I didn't grow up with a constant desire to be a woman. My desire was for having sexual arousal and orgasms while crossdressing and the rest of the time I just went along for the ride, doing what was expected of me. But this produced a dysfunctional man, unable to realize his most profound desires. The key ingredient, of living as a woman and having female orgasms, was absent from the world that was given to me, and consequently I didn't have before me a set of choices from which i could assemble a wholesome career and family life. So what then happened? What the hell was I to make of all this? Part of what was given to me was that I was being loved and nurtured by my family, and being educated for a useful life by the educational establishment. My duty was to believe in this, and my psyche was considered by my parents to be less important, or they wouldn't have considered my unusual gender identity an obedience problem.

The educational establishment had one chance to rectify all this. As a freshman at Yale I recognized that A) I needed a good outside opinion, and B) I was in a place where I could get one. I went to the University Health service, got an appointment with a conselor without stating what it was about, and showed up not really knowing what I needed to say or ask for except to just state I had a history of crossdressing. The counselor, after I made this statement, said something that seemed compassionate but she didn't have any questions for me. I said I understood that she was telling me that crossdressing was not a problem. I was centered on that issue rather than the larger and more urgent questions of just what I needed to do at this point. My parents had instilled the idea that I was an obedience problem in this matter and if I could get the counselor to commit to a judgment that it was not a problem then it was not an obedience problem and I would be relieved of the need for self-chastisement. The counselor answered my statement by rushing in to say she didn't mean that crossdressing wasn't a problem. It was at that point that my memory of the session ends. I left completely unsatisfied with the outcome and without any idea where to turn next. So I turned nowhere and five years later was in a mental hospital after sufferring an acute psychotic break.
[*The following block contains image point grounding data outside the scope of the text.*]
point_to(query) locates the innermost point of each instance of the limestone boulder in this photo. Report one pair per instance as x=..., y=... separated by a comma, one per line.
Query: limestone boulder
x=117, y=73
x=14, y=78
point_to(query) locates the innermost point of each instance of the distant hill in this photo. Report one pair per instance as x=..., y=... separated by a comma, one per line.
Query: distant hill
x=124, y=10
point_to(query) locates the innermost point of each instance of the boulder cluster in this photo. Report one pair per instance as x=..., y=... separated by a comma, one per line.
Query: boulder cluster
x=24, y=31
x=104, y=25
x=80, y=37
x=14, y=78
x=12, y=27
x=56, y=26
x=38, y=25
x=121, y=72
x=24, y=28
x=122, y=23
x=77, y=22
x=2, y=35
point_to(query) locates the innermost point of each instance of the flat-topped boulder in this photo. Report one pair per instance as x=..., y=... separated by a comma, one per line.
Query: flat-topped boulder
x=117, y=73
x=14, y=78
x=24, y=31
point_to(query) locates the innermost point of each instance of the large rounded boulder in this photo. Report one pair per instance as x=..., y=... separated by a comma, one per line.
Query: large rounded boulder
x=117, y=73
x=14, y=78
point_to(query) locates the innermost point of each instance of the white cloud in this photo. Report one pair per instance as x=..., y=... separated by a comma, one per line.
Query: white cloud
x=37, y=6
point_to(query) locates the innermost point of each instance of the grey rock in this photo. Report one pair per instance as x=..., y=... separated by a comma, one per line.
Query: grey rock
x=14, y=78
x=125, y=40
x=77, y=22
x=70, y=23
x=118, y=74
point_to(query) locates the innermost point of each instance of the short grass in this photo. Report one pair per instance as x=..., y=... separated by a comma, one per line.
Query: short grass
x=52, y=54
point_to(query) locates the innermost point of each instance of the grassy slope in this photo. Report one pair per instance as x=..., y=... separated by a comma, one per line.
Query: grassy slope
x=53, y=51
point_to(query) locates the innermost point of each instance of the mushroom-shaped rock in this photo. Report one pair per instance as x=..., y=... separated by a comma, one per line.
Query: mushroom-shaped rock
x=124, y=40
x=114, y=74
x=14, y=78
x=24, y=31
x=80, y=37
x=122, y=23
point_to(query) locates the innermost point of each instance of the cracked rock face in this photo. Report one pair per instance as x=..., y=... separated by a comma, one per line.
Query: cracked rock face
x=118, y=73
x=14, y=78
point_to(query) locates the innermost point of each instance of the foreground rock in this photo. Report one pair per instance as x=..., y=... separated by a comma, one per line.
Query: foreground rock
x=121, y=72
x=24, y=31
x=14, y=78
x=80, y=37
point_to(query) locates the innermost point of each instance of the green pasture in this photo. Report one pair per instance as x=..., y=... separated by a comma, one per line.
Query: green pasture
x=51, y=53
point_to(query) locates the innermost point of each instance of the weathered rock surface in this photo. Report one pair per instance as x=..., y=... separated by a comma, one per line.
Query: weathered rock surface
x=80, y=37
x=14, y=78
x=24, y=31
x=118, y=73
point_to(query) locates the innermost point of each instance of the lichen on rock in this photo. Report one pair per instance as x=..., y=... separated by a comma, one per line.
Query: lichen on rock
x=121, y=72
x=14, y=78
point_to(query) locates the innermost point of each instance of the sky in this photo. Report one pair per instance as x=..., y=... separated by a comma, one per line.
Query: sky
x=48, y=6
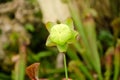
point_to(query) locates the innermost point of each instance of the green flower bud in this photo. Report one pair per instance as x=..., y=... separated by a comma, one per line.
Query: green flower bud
x=60, y=34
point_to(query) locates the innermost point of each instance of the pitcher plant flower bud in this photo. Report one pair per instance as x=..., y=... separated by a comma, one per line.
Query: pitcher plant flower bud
x=61, y=34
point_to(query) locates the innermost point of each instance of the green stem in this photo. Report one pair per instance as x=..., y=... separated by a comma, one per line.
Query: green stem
x=66, y=72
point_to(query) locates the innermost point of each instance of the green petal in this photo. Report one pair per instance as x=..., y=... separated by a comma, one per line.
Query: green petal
x=69, y=22
x=49, y=25
x=62, y=48
x=49, y=42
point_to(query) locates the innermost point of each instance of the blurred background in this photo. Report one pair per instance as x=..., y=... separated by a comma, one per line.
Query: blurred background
x=94, y=56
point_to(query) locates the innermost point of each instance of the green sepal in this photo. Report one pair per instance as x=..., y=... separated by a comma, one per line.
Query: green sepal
x=62, y=48
x=69, y=22
x=49, y=42
x=49, y=25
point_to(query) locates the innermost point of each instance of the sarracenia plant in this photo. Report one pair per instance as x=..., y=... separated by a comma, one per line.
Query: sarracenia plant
x=61, y=35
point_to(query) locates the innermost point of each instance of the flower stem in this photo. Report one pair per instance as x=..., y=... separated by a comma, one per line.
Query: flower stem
x=66, y=73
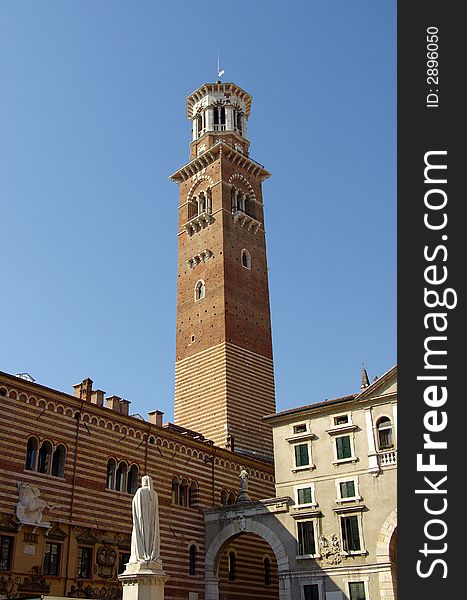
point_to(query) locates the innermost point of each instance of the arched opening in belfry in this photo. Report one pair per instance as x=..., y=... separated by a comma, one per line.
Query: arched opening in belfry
x=247, y=569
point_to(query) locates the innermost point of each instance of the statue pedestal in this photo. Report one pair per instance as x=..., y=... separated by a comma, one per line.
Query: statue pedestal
x=143, y=581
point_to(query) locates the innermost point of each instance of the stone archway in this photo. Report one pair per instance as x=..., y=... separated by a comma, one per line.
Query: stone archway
x=386, y=550
x=233, y=530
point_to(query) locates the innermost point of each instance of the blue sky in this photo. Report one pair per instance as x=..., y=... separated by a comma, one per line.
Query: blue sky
x=92, y=123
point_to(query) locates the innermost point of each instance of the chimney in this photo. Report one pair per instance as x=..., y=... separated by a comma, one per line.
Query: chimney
x=124, y=406
x=113, y=402
x=83, y=390
x=97, y=397
x=155, y=417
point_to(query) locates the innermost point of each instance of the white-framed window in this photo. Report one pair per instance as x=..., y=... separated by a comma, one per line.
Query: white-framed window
x=344, y=448
x=357, y=588
x=302, y=456
x=311, y=588
x=300, y=428
x=246, y=259
x=351, y=529
x=347, y=489
x=307, y=538
x=305, y=495
x=341, y=420
x=200, y=290
x=385, y=435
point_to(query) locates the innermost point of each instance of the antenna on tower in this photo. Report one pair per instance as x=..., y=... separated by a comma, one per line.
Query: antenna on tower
x=219, y=71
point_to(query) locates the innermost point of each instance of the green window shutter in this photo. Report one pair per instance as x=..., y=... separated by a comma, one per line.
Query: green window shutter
x=347, y=489
x=301, y=455
x=357, y=590
x=306, y=538
x=311, y=592
x=304, y=496
x=343, y=447
x=354, y=533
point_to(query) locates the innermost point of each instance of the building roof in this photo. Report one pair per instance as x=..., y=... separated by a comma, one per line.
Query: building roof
x=342, y=400
x=217, y=87
x=300, y=409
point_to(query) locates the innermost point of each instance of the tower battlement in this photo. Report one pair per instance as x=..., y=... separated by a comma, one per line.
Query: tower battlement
x=224, y=382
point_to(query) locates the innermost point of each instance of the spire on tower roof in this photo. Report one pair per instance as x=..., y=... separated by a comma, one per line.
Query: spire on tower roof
x=365, y=379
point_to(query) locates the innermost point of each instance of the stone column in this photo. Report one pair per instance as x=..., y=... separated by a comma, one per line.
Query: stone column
x=143, y=581
x=373, y=466
x=211, y=587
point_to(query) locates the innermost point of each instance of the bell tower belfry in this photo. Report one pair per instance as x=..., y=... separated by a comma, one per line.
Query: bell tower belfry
x=224, y=376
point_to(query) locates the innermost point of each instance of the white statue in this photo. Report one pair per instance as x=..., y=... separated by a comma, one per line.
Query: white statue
x=145, y=537
x=30, y=505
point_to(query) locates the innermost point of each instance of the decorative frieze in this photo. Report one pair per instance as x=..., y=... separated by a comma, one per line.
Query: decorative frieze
x=202, y=256
x=198, y=223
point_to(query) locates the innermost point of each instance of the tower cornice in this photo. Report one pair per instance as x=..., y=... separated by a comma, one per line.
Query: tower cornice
x=212, y=154
x=207, y=88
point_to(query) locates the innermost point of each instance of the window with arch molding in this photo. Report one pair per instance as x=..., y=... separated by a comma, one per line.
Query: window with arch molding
x=111, y=470
x=192, y=560
x=132, y=479
x=31, y=454
x=267, y=571
x=232, y=566
x=121, y=477
x=200, y=290
x=44, y=459
x=193, y=499
x=58, y=461
x=246, y=259
x=384, y=429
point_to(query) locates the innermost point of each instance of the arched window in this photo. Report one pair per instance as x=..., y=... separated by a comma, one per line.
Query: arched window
x=175, y=490
x=120, y=477
x=192, y=208
x=267, y=571
x=192, y=569
x=200, y=290
x=201, y=203
x=219, y=118
x=200, y=124
x=58, y=461
x=44, y=458
x=111, y=469
x=384, y=428
x=234, y=200
x=246, y=259
x=241, y=201
x=193, y=494
x=183, y=500
x=132, y=480
x=31, y=454
x=232, y=566
x=238, y=119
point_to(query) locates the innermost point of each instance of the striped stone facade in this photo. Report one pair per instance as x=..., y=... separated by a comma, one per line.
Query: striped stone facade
x=224, y=369
x=236, y=386
x=86, y=514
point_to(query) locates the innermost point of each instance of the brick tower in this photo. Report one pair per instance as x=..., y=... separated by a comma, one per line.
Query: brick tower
x=224, y=377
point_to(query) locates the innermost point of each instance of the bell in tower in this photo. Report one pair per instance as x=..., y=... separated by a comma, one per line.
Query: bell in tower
x=224, y=376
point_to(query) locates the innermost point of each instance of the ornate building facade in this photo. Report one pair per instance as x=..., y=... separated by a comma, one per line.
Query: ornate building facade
x=69, y=464
x=224, y=371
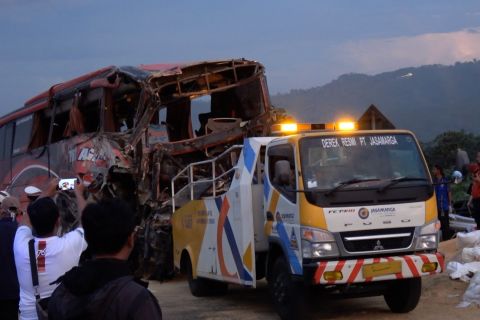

For this reason I consider that Yale did me a disservice by the remarks of the counselor I saw. My openness to counseling was quashed and I never attempted to get more help. Well, perhaps negligence is hard to prove here, I don't know. I'm just not happy about Yale and what it has done for me in life. But that said, what can I expect from them now? These days, not much. It's not a happy story. Maybe I'll come to better terms with it with time. I am able to see, though, that my displeasure with Yale is based in my male complications and my female identity is basically patient about his.

Considerable rethinking awaits me, that's for sure, if I don't instead just throw out the whole male bag and accept truth as a female.